The family were among the first early converts baptized into the Church of Latter Day Saints, some of them being baptized in 1832. They faithfully sacrificed from the first, being driven from their homes by mobs, who were hostile to the members.
Besides living in Monroe County, they lived in Clay and Caldwell counties. From Caldwell they were driven into Adams County, Illinois, in 1839, and from there into Daviess. In the spring of 1840, they journeyed to Nauvoo, the Beautiful. Here at the age of eight years Grandfather Isaac Morley Allred was baptized in the Mississippi River by a prominent member of the Church, a bodyguard of the Prophet Joseph Smith, viz, Zebedee Coltrin. This faithful man was at one time scourged by mobs for his loyalty to the Prophet.
The Allred families were personally acquainted with Joseph Smith and other Church leaders.. Great grandfather Isaac played a violin and was privileged to play it in the home of the Prophet. This violin came into the possession of his son Isaac Jr. and from him to his son, Alvin Ern Allred.

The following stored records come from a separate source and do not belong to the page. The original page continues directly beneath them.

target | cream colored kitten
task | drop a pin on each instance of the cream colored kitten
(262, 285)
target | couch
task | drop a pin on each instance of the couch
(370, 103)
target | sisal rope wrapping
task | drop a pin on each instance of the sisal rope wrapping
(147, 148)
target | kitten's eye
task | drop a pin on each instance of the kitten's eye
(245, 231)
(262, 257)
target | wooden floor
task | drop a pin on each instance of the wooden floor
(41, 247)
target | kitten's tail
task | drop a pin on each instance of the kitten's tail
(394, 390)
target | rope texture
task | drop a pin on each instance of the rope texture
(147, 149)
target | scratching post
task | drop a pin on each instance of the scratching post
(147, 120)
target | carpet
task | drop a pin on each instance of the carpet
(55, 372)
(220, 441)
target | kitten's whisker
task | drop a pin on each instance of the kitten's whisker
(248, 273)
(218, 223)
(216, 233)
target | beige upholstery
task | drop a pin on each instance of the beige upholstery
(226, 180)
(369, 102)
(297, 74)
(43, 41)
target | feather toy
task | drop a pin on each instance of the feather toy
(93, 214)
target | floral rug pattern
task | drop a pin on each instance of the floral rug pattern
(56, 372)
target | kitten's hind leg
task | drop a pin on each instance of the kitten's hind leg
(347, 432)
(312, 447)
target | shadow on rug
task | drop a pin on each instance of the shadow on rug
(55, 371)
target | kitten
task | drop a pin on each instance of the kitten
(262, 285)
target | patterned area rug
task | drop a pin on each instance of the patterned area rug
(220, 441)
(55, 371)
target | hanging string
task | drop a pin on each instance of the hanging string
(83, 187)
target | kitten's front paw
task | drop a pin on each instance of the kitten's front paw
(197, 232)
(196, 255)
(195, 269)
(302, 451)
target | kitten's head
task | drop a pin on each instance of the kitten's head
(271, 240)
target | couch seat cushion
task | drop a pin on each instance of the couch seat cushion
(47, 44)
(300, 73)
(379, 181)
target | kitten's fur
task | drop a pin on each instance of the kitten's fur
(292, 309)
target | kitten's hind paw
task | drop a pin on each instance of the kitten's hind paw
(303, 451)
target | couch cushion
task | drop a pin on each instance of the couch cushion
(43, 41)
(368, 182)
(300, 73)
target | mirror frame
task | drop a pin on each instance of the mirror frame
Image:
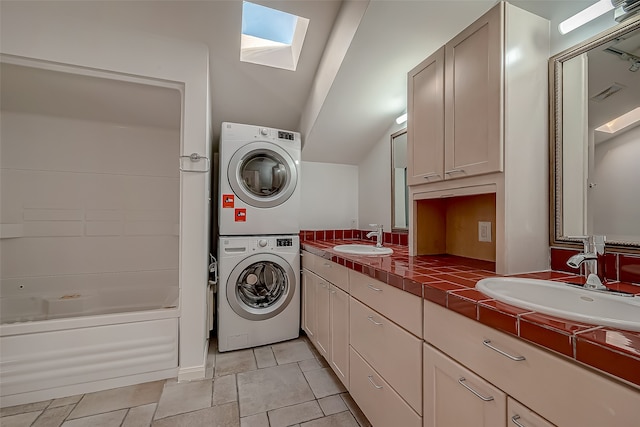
(393, 186)
(555, 134)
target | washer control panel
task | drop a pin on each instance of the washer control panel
(284, 242)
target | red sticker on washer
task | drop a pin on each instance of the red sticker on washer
(241, 215)
(227, 200)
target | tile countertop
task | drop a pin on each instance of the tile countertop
(449, 281)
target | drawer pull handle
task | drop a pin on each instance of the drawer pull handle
(515, 419)
(373, 321)
(462, 380)
(374, 384)
(487, 343)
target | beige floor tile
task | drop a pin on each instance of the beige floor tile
(272, 388)
(21, 409)
(118, 398)
(64, 401)
(332, 404)
(294, 414)
(309, 364)
(19, 420)
(292, 351)
(178, 398)
(343, 419)
(234, 362)
(355, 410)
(140, 416)
(53, 417)
(224, 390)
(323, 382)
(218, 416)
(264, 357)
(257, 420)
(110, 419)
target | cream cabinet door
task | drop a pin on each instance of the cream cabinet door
(323, 331)
(425, 125)
(519, 415)
(339, 348)
(309, 304)
(456, 397)
(473, 98)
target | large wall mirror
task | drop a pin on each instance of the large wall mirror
(399, 190)
(595, 140)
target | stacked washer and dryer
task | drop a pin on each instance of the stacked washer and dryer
(259, 245)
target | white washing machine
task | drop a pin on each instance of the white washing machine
(259, 181)
(258, 290)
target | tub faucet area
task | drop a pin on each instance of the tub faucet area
(377, 233)
(593, 259)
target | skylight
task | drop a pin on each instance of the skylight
(271, 37)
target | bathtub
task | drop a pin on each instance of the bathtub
(72, 343)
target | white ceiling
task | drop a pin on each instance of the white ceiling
(369, 90)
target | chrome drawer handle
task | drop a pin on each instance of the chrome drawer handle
(373, 321)
(487, 343)
(462, 380)
(452, 171)
(515, 419)
(374, 384)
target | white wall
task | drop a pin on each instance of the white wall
(90, 44)
(88, 210)
(329, 197)
(616, 205)
(374, 180)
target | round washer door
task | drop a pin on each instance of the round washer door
(262, 174)
(260, 286)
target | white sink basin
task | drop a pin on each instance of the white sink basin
(561, 300)
(362, 250)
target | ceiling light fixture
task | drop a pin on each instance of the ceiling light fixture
(589, 14)
(621, 122)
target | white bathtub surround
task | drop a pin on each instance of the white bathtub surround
(141, 349)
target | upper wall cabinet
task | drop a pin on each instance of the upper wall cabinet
(454, 105)
(478, 124)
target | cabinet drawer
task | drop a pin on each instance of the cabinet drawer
(328, 270)
(518, 414)
(308, 260)
(455, 396)
(379, 402)
(540, 380)
(392, 351)
(404, 308)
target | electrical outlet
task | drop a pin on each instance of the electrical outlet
(484, 231)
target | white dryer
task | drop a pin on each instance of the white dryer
(259, 181)
(258, 290)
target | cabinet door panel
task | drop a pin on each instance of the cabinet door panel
(323, 331)
(456, 397)
(309, 301)
(473, 98)
(425, 127)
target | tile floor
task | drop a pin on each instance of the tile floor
(284, 384)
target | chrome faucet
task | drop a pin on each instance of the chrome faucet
(378, 233)
(593, 259)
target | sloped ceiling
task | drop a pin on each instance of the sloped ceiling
(369, 88)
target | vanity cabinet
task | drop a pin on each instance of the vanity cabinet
(386, 351)
(553, 390)
(478, 126)
(325, 311)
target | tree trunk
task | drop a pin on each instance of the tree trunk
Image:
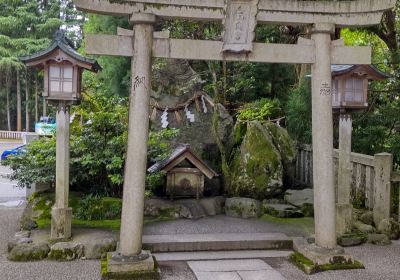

At the time when their revered leaders were on their way to Carthage jail, loving friends in Nauvoo were gathered along the roadside. Members of the Allred family were witnesses of their sad departure. Some of them heard the Prophet’s memorable words, “I go as a lamb to the slaughter.” Grandfather’s uncle James Allred, a bodyguard of the Prophet went with others to Carthage and rescued John Taylor, who was mortally wounded and removed him to Nauvoo on a sled drawn across the prairie, to prevent jolting. The bodies of the slain leaders were taken to Nauvoo at the same time, 27 June 1844.
Persecutions continued, the families soon thereafter were driven from their beautiful homes with other saints. In the spring of 1846, they moved to Council Bluffs, Iowa, and were living there when the Mormon Battalion was organized. Among the several men of the immediate family who joined were Reddick Newton Allred and his brother James Riley Allred. Cousins also joined the ranks.
It appears that great-grandfather Isaac with several members of his family traveled to the emigration company led by Captain Allen Taylor, husband of Sarah Lovissa Allred. They were wife, Mary Calvert Allred, and sons William Moore, Isaac Morley age 14, and Sidney Rigdon Allred, age 12. This company consisting of 500 souls, with 100 wagons was outfitted at Kanesville, Iowa, on 12 July 1849. They lived here for a short time. Following after, they traveled westward with their ox teams, arriving in Salt Lake Valley 16 October 1849. They lived here for a while in Salt Lake City and then located at Little Cottonwood, now Holladay. It was here that the tired little mother, Mary Calvert Allred passed away in 1850.